Shostack + Friends Blog Archive


Why Do Outsiders Detect Breaches?

So I haven’t had a chance to really digest the new DBIR yet, but one bit jumped out at me: “86% were discovered by a third party.” I’d like to offer up an explanatory story of why might that be, and muse a little on what it might mean for the deployment of intrusion detection technologies and process.

One common element of third party connections is that they tend to be constrained in various ways including firewalls, structured database queries, and suspicious administrators looking to point fingers. They also, being on trust boundaries, may be better places to deploy and tune an IDS.

And it seems to work, given that 86% of breaches are found in these relatively constrained environments. So what’s the takeaway? Have more partners? Outsourcing is good for security? (I’m not sure if I’m being facetious here.)

It’s hard to deploy IDS within a company (as shown by the 14% of breaches detected internally). A big part of that is that in-company data flows get very complex very quickly. So what to do?

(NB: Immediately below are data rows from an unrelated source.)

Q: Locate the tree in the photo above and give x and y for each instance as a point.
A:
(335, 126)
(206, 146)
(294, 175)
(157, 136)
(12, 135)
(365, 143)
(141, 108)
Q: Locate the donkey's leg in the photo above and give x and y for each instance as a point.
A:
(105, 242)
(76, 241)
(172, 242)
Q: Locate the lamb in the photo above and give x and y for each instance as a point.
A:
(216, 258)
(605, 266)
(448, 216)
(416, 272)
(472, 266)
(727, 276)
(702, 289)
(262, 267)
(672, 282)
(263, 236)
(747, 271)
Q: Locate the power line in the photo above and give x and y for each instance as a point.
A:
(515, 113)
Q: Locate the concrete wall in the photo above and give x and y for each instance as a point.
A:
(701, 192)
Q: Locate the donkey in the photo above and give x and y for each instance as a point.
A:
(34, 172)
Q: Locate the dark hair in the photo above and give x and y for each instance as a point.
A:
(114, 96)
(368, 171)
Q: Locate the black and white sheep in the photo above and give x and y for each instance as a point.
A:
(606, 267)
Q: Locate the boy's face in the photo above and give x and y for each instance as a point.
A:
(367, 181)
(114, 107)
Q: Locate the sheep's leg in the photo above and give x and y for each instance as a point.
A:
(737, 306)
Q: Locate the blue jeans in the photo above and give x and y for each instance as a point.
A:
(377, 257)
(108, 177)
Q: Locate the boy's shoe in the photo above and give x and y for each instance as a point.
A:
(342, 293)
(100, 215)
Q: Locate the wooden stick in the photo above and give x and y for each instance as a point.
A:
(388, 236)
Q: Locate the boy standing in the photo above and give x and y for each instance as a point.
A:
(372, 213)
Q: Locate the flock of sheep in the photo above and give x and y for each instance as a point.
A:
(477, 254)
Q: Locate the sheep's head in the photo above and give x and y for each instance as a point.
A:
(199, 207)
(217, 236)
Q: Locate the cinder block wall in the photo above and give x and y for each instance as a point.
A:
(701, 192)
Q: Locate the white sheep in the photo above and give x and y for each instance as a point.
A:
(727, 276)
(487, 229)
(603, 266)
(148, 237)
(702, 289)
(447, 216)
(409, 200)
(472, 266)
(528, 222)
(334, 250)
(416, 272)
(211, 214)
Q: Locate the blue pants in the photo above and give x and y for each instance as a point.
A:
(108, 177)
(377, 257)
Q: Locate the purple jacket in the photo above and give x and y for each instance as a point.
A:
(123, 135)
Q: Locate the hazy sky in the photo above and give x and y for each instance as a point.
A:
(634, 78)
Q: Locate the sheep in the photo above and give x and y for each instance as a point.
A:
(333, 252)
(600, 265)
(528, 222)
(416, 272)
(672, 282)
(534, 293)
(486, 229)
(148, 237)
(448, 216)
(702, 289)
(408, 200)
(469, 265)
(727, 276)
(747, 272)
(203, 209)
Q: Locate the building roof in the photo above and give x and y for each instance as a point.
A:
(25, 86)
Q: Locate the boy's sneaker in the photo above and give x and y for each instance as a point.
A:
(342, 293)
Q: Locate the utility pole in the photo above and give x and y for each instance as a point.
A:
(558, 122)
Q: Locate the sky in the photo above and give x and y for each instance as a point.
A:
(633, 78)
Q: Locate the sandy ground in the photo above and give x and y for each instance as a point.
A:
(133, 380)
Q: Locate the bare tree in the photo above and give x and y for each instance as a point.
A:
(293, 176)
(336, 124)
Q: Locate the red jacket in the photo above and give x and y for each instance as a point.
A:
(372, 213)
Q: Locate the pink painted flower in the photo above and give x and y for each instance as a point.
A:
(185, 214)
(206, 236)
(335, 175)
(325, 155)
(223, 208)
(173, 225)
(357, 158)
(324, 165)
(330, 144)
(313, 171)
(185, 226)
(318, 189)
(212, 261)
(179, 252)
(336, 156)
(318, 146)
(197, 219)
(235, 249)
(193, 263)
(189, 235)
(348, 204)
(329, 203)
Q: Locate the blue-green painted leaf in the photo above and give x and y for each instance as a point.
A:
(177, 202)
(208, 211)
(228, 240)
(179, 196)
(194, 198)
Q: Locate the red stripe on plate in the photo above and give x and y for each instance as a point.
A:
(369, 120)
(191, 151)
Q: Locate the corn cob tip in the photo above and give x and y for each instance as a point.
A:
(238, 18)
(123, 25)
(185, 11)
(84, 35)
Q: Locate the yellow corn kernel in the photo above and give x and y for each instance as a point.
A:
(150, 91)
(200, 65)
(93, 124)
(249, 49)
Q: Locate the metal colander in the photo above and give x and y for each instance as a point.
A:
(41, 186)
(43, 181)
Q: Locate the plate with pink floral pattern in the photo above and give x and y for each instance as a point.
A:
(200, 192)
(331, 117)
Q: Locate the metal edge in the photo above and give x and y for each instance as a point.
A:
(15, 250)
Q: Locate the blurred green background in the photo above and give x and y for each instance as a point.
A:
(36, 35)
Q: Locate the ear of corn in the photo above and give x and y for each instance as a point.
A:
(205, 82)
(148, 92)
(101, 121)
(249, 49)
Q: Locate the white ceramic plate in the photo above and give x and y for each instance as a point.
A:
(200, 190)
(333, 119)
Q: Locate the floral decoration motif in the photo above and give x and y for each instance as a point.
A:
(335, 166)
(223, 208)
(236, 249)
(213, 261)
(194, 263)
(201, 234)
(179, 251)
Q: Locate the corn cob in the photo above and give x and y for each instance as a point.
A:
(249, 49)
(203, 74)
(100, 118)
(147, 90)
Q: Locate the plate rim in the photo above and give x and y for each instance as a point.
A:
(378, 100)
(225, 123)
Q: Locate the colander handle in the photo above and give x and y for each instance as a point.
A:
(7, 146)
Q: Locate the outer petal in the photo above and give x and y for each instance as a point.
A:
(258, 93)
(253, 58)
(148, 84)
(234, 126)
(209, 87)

We could throw up our hands and give up, or we could look to see if similar conditions might exist internally at many large organizations. And I think they do. One property of big, complex systems is that they’re hard to manage. Because they’re hard to manage, groups inside a company form service level agreements with other groups to ensure that they have mutual commitments. So perhaps a good rule of thumb would be to deploy IDS near SLAs. (There’s a tie here to Gunnar Peterson’s rule to start from the overall IT budget.)

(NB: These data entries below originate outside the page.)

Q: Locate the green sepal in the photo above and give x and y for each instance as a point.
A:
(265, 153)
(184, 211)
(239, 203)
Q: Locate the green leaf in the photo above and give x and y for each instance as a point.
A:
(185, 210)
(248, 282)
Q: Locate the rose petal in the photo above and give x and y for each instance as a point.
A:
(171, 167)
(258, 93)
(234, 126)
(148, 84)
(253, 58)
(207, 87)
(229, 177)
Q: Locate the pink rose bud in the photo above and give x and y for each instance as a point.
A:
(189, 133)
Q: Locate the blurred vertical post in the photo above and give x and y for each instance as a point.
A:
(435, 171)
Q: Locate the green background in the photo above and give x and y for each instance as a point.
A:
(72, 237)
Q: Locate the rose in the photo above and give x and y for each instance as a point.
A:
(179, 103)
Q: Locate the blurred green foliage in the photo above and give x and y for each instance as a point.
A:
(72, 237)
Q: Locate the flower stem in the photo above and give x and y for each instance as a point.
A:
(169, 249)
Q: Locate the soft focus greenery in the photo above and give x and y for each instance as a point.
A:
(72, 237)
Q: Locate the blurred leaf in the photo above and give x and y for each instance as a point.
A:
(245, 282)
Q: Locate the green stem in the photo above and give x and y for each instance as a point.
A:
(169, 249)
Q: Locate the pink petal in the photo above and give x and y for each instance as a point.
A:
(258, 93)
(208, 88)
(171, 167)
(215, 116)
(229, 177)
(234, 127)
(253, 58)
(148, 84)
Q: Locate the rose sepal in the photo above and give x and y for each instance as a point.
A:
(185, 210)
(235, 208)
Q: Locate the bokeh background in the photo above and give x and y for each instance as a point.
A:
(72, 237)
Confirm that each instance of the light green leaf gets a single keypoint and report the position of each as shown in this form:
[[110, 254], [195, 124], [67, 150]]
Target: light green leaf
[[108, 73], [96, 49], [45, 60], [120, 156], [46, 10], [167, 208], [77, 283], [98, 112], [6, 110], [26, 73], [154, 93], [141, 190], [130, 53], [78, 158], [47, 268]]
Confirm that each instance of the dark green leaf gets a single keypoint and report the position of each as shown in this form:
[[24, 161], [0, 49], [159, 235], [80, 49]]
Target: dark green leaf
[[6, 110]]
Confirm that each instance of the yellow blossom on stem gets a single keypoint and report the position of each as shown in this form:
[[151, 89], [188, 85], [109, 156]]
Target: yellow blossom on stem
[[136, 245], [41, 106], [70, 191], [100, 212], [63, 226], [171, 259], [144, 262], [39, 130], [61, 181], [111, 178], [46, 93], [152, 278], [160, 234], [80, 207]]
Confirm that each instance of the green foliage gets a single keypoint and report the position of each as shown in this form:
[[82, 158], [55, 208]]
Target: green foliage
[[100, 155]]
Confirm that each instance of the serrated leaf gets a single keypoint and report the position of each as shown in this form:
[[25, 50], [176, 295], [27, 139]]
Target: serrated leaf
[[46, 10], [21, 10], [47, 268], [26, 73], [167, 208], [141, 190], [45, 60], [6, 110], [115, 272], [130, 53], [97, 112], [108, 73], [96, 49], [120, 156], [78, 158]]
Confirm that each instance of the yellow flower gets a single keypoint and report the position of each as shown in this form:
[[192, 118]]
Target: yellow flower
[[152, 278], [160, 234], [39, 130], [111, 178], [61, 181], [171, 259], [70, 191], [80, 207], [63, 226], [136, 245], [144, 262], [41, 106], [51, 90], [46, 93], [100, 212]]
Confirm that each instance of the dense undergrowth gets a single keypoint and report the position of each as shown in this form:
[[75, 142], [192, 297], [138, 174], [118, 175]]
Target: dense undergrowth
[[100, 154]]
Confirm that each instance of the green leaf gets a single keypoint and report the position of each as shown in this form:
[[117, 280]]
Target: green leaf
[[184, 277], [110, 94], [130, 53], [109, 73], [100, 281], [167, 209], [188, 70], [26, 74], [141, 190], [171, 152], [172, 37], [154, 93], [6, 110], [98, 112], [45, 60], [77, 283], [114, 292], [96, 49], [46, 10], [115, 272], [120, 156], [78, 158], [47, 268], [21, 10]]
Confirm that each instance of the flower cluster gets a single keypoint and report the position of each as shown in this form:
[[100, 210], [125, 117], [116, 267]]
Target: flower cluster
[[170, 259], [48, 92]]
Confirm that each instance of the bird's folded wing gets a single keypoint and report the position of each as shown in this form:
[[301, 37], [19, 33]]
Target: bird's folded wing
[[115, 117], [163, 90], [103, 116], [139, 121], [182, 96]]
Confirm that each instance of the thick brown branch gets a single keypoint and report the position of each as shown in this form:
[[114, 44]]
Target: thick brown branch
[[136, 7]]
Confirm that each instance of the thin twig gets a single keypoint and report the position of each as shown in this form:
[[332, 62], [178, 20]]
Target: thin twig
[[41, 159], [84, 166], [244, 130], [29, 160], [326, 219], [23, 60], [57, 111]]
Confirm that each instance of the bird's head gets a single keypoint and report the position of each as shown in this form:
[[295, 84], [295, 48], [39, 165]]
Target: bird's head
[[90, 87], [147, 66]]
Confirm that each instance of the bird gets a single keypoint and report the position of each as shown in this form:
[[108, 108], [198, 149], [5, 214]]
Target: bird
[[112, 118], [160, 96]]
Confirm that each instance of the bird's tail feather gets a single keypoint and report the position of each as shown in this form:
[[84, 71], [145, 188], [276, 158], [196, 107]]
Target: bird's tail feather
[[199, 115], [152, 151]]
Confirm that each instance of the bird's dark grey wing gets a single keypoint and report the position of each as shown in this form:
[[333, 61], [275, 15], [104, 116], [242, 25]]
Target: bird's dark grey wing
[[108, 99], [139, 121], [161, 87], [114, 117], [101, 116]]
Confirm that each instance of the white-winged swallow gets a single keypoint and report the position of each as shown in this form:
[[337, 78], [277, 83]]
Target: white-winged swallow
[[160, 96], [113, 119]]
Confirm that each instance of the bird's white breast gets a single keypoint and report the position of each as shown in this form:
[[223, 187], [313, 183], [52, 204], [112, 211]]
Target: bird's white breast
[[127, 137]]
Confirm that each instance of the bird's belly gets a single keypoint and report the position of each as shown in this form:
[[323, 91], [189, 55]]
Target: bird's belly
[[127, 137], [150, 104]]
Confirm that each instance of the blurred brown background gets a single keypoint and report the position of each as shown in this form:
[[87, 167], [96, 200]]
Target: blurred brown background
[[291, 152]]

One of the points that Andrew and I made in the book is that data isn’t enough. We all benefit from different perspectives and interpretations of that data. What do you think? What should we learn from the fact that almost all breaches are currently detected by third parties?

5 comments on "Why Do Outsiders Detect Breaches?"

  • gunnar says:

    “What should we learn from the fact that almost all breaches are currently detected by third parties?”

    I would qualify the above.

    “almost all REPORTED breaches are currently detected by third parties.”

    One thing we might ask is – are there a like number of breaches that were not detected by third parties and were also unreported.

  • haroonmeer says:

    When you say “86% were discovered by a third party.” and then offer “Outsourcing is good for security?” as a possible solution (even in jest), it seems to conflate 3rd parties (as in companies related to company that was breached) and 3rd parties (as in the rest of the world who are not the company that was breached).

    If the 86% was comprised of the former, then more outsourcing might help, but if it was the latter, then its purely just that the “rest of the world” is a lot of possible people :>

  • Mark Kelly says:

    My take is that an organization should consider using “external” detection mechanisms to determine if they have been compromised. This could involve keeping a presence on hacking marketplaces (in a secure manner) and also using company affiliates to report issues that appear suspicious.

  • LonerVamp says:

    I have been remiss and have not read the report yet, but wanted to jump in. And I agree that the 86% figure *should* jump out; it’s scary, and always has been.

    But I would guess that most of those breaches detected by 3rd parties are not of the type where the 3rd party truly *detects* the breach so much as happened upon it. For instance, these two scenarios I bet happen often:

    1) Enough customers of card brand X report fraud, which is eventually traced back to a retailer that was breached and leaked out card data. Similarly, if my email address is being used for spam and I only used it at site A, well, site A better check their junk.

    2) Security reserchers break into a known malicious box and discover 5GB of stolen data, belonging to various companies, whom they notify. Also included in this would be data pilfered off confiscated equipment due to arrests.

    Basically, my guess would be that it’s not that 3rd parties have better technology or analysts or detection mechanisms…they’re just closer to where the data is first used.

    I consider this to be a similar vein to when a sysadmin logs onto a server that is running strangely and happens to find some strange tools and connections running. By sheer chance a breach may be discovered. And that’s *not* to do with the actual security team or controls. That stuff is equally as scary, if you ask me.

    Maybe when I read the report, there is another figure that tells how many breaches were *detected by specific security controls* including how many records that affected. That might tell more of the real story.

  • @jonspeer says:

    I’ve been intrigued with this as well. As previous poster mentioned the data is dominated by CPP (fraud detection and correlation to a common point) as well as law enforcement notification (not clear what % is still credit card data). Would be fascinating to see what the data looked like without credit card data.